The Smartcane BMP program has been specifically crafted so as not to be prescriptive, which suits Frank.
He tried controlled traffic farming on a dual row 1.8 metre spacing 20 years ago but didn’t achieve productivity gains over a full growing cycle.
"There was a small increase in the plant cane and the first ratoon but after that it went backwards.
"It didn't work and it wasn't worth the investment in reconfiguring machinery to suit the row spacings."
The Russos use a minimal till system, most machinery wheel tracks are set to match the row spacing and equipment is operated under GPS guidance. It ticks the Smartcane BMP boxes for minimising compaction and tillage management.
One of concerns moving forward with Smartcane BMP is how the regulatory minimums for nutrient application in the Wet Tropics and optimum nutrient rates under the program are impacting on productivity.
He believes industry will need to find ways to compensate for cutting back on fertiliser use – through things such as better fertilisers, varieties or other soil health measures.
“This year I’m down to 140 kilos per hectare of nitrogen. That is bare minimum.
“As we’re getting down to these low amounts our production is sneaking down, not getting better."
He's hoping the new varieties coming through the system can compensate for the lower usage of fertiliser.
"If they can't we just have to make a decision whether we continue to grow cane or we grow something else!"
Another bugbear for Frank is the paperwork required to keep pace with the new reality. Fortunately, it’s an area where help is available through the network of Smartcane BMP facilitators.

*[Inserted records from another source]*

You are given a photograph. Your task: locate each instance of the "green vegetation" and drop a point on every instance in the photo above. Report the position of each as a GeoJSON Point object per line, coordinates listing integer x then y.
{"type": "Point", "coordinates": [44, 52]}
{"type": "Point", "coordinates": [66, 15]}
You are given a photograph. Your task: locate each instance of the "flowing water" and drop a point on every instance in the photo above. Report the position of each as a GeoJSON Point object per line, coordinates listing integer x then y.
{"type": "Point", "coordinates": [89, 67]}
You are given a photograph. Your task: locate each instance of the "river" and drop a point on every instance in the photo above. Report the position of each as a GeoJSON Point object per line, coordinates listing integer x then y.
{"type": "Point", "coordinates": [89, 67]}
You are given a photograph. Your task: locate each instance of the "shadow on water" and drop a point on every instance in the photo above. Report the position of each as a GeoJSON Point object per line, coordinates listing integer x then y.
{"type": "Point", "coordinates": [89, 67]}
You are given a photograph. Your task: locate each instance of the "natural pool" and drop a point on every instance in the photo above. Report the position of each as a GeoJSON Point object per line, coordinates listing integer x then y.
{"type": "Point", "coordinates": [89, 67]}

The program’s website at www.smartcane.com.au contains resources to help with detailed record keeping - from pocket notebooks to Smartphone aps to assist with the record keeping.

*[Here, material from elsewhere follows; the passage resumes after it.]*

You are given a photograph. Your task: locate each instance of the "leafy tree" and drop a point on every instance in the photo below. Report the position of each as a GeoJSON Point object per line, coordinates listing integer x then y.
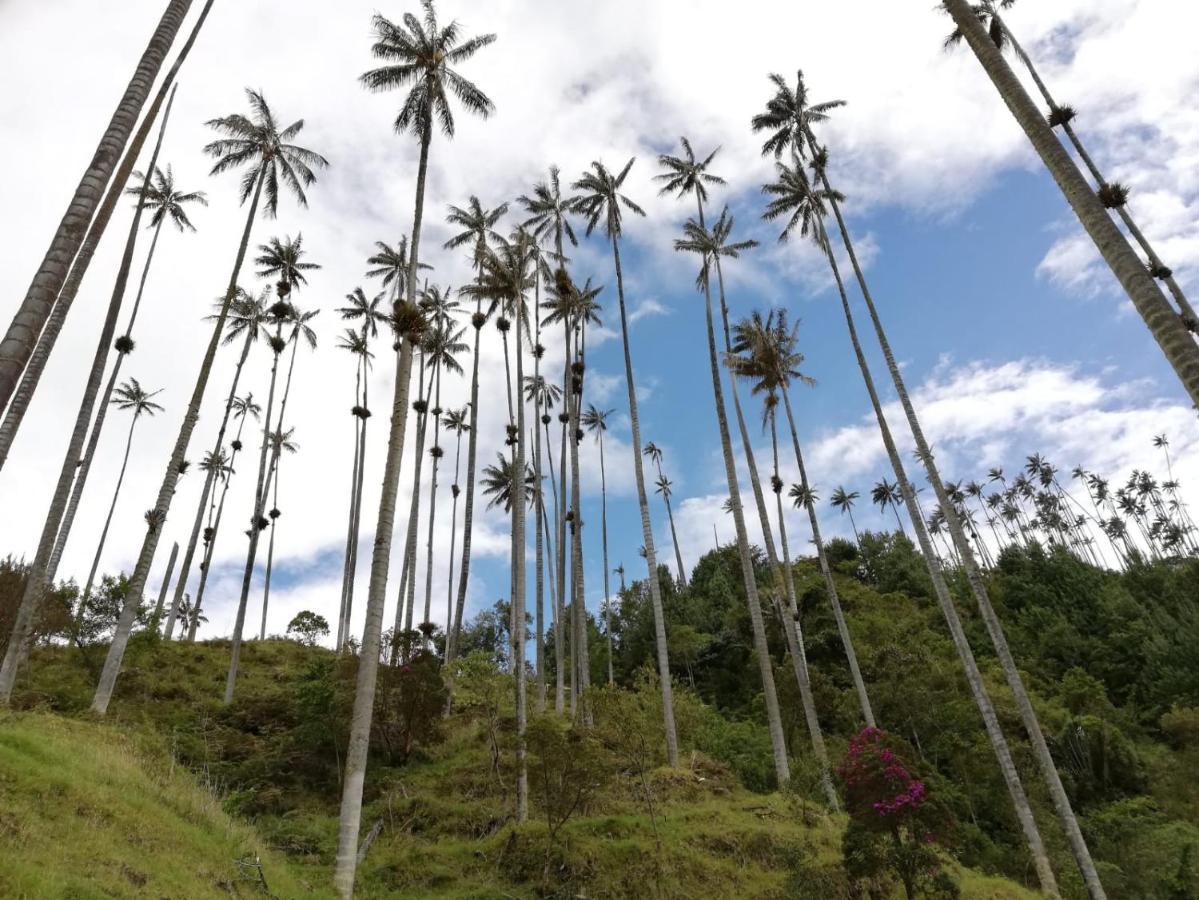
{"type": "Point", "coordinates": [308, 627]}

Frank was thankful for the assistance provided by Canegrowers Herbert River Smartcane BMP facilitator Maria Battoraro in helping collect the information needed to secure accreditation.
He attributes much of his knowledge of agricultural science to his two years as a student at Abergowrie College but said the BMP modules did help refresh that knowledge.
“I have fairly good working knowledge of the soil, bacterial activity, how fertiliser breaks down - we studied all that at school.
“I found out that the intensity they used to put into those two years of agricultural education was equivalent to tertiary level today!"
Turning back to the politics of it all, Frank affirmed that he was no poster-boy for Smartcane BMP and he would rather live without any form of regulation, be it industry driven or enforced regulation.
Nonetheless, in the absence of a choice, his message to fellow growers is that if a ‘dinosaur’ can become Smartcane BMP accredited, so can they.
“The only thing that a lot of my fellow growers have got to start to understand is that the rules are there whether we like it or not and I don’t like it as much as the next bloke.
“But at the end of the day I don't think they’re going to change them in a hurry.
“We haven’t got a choice to say whether we comply or not because the gun’s been put at our head with a live round in it and it’s been cocked.
“To stay Smartcane BMP accredited, the way we are now, is the best.”